Wheat for December delivery fell 2.75 cents, or 0.4 percent, to $6.325 a bushel. Prices have been falling since Oct. 23.
Wheat is being hit on two fronts, said Art Liming, a commodities specialist with Citigroup. There has been "excellent weather" in Russia and the Ukraine — two large grain exporters. In the U.S. Midwest, the grain crop "is probably in the best condition it's been in several years."
Other agricultural commodities were mixed. December corn fell 4 cents, or 0.9 percent, to $4.2125 a bushel. January soybeans rose 4.75 cents, or 0.4 percent, to $12.55 a bushel.
The Department of Agriculture will release its closely-watched "World Agricultural Supply and Demand Estimates" report on Friday, which could affect corn and soybean prices. The report was delayed due to the partial government shutdown last month.
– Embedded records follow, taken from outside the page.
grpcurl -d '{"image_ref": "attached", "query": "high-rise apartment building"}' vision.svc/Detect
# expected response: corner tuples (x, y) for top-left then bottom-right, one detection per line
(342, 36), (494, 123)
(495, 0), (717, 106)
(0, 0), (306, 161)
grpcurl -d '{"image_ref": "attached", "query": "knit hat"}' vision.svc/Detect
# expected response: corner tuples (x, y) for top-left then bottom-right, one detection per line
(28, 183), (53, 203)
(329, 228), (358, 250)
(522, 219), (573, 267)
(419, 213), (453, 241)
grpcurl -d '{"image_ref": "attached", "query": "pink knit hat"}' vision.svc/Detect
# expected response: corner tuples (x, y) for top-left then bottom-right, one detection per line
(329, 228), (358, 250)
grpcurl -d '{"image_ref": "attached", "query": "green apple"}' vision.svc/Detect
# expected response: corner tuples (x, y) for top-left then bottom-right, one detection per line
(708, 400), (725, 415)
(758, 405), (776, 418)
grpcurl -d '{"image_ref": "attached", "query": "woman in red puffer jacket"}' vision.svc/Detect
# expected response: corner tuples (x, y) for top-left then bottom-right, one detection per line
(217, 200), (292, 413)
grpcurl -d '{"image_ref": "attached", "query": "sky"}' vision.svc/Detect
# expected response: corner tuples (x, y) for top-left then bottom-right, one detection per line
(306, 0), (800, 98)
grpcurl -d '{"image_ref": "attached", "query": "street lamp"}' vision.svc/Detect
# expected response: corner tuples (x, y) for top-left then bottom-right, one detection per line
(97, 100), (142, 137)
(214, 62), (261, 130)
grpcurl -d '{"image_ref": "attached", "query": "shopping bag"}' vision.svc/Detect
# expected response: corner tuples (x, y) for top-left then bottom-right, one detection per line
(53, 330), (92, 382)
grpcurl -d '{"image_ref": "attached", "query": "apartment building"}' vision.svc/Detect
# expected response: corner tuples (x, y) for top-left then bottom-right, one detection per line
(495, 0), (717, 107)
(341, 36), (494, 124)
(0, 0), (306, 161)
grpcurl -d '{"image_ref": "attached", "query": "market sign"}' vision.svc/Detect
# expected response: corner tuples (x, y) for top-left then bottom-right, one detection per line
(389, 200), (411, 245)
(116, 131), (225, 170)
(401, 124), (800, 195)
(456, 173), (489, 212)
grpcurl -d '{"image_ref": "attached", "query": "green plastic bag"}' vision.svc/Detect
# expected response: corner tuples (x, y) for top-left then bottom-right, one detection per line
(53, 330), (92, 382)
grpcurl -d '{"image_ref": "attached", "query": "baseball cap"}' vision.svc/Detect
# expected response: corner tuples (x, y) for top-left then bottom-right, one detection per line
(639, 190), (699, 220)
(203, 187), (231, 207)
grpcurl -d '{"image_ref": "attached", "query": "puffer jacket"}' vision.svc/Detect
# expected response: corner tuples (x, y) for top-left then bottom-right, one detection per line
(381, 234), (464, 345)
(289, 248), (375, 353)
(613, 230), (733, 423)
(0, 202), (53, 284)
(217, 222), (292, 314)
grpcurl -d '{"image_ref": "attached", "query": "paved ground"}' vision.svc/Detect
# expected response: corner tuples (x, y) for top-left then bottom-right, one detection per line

In metals, gold for December delivery rose $9.70, or 0.7 percent, to $1,317.80 an ounce.
Other metals prices were mixed. Silver rose 13 cents, 0.6 percent, to $21.77 an ounce and December high-grade copper fell 2 cents, or 0.7 percent, to $3.237 a pound.
December palladium rose $14.05, or 1.9 percent to $764.35 an ounce and January platinum was up $17.40, or 1.2 percent, to $1,467.40 an ounce.
In energy, crude oil for December delivery rose $1.43, or 1.5 percent, to $94.80 on the New York Mercantile Exchange.
Wholesale gasoline was up 3 cents, or 1.3 percent, to $2.548 a gallon. Heating oil rose less than a cent to $2.87 a gallon and natural gas was up 3 cents, or 0.9 percent, to $3.498 per 1,000 cubic feet.